Outras vantagens da biometria facial são a rapidez no cadastro e na liberação de pessoas. A curva de aprendizado é curta: basta enquadrar o rosto na câmera e esperar a liberação. Além disso, evita que terceiros entrem no seu lugar —no caso de uma tag, um condômino pode perdê-la e uma pessoa não autorizada pode usá-la para entrar no local.

Ao mesmo tempo, a biometria facial é uma informação definida como sensível pela LGPD (Lei Geral de Proteção de Dados). Ela permite a identificação única da pessoa, e o vazamento é considerado grave, pois se trata de uma informação imutável.

Uso da biometria não deveria ser banal. Especialistas argumentam que, por ser uma informação muito sensível, deveria ser usada quando exigido por lei, clara necessidade de segurança e dupla autenticação - como ocorre no setor bancário.

Continua após a publicidade

O uso difundido de biometria facial pode facilitar uma série de golpes. Sem contar que geralmente os sistemas de reconhecimento facial não são treinados com a diversidade brasileira. Então, podem ter dificuldade em reconhecer pessoas de pele escura, de origem asiática ou muito maquiadas
Lucas Marcon, advogado do programa de direitos digitais do Idec (Instituto de Defesa do Consumidor)

Golpistas podem usar imagens vazadas para acessar a conta gov.br ou mesmo abrir contas bancárias no nome da vítima, diz Marcon. Em Tilt, já falamos de pelo menos dois tipos de golpes envolvendo imagens roubadas de rostos. Em um deles, ladrões usavam boneco com rosto para abrir contas, no outro, para confirmar uma entrega, pediam uma foto (na verdade, era a etapa final de um pedido de empréstimo).

Pode exigir biometria? Como recusar?

Interpretação da LGPD é usada como justificativa para uso de biometria facial como controle de acesso. Trecho do 11º artigo menciona que não é necessário "consentimento do titular" quando for indispensável para "garantia de prevenção à fraude e à segurança do titular, nos processos de identificação e autenticação de cadastro em sistemas eletrônicos".

De forma resumida, os condomínios argumentam que é uma questão de segurança. A implementação é igualmente facilitada, diz Omar, da AABIC, pois basta uma assembleia com mais da metade dos presentes para aprová-la.
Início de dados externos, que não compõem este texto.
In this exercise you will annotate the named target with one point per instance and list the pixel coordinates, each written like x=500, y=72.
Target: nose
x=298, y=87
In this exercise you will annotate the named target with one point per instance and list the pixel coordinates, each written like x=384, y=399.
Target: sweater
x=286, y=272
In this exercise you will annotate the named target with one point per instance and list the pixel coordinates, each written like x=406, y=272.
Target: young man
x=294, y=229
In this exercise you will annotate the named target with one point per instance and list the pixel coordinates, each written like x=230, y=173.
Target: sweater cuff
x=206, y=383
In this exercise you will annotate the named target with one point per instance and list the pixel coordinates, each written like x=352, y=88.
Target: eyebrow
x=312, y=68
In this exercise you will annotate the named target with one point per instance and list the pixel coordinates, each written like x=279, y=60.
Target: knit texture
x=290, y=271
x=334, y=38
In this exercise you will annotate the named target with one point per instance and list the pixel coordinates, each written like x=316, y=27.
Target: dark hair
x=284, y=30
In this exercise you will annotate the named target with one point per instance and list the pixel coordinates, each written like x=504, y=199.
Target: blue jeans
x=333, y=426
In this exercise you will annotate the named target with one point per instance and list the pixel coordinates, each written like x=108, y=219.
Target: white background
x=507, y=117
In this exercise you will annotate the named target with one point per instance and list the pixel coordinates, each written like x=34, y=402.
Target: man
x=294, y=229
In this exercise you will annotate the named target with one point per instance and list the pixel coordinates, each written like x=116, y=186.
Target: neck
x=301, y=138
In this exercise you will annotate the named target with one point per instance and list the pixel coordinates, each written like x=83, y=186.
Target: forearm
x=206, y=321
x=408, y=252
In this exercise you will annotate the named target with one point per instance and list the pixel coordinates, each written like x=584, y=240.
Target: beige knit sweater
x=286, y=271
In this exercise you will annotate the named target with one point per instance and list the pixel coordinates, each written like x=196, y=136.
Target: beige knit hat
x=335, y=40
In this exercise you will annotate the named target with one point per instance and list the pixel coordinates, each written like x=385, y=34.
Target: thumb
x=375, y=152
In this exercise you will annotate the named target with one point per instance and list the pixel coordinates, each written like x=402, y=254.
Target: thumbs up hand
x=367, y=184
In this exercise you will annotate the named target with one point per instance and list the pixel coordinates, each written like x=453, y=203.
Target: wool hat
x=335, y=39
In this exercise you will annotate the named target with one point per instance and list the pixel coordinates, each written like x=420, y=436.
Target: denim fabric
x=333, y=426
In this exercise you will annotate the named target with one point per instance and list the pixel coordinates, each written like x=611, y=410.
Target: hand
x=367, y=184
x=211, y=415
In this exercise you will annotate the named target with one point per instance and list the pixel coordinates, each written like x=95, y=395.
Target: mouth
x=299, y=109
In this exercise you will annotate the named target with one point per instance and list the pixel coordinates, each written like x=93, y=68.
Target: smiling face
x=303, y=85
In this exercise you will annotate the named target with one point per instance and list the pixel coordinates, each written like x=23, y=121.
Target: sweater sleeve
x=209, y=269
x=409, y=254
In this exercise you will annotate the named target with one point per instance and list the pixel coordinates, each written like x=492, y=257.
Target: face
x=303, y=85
Após isso, é necessário ter uma política de privacidade, explicando como dados vão ser usados, armazenados, protegidos e quem será o responsável caso ocorra um problema.

"Essa é uma interpretação polêmica", diz Rafael Zanatta, diretor do Data Privacy Brasil. De um lado, há quem considere ceder a biometria facial "invasivo" e que existem outras formas de se expor menos a riscos de vazamento de dados. Por outro, há quem acredite que o direito à oposição individual não pode se opor aos interesses coletivos por uma questão de segurança.

Continua após a publicidade

Existe um tensionamento, uma bola dividida de interpretações. O problema é que não tem nenhuma decisão nesse sentido em instâncias superiores, como o Tribunal de Justiça ou o Supremo, pois é um assunto relativamente novo
Rafael Zanatta

As pessoas têm o direito de saber detalhes sobre quem vai administrar as informações, se há uso de criptografia, se os dados serão usados para outros fins, que não só a liberação de acesso. No entanto, na judicialização, em caso de recusa de cessão de biometria facial, não há certeza se quem se opuser vai ganhar.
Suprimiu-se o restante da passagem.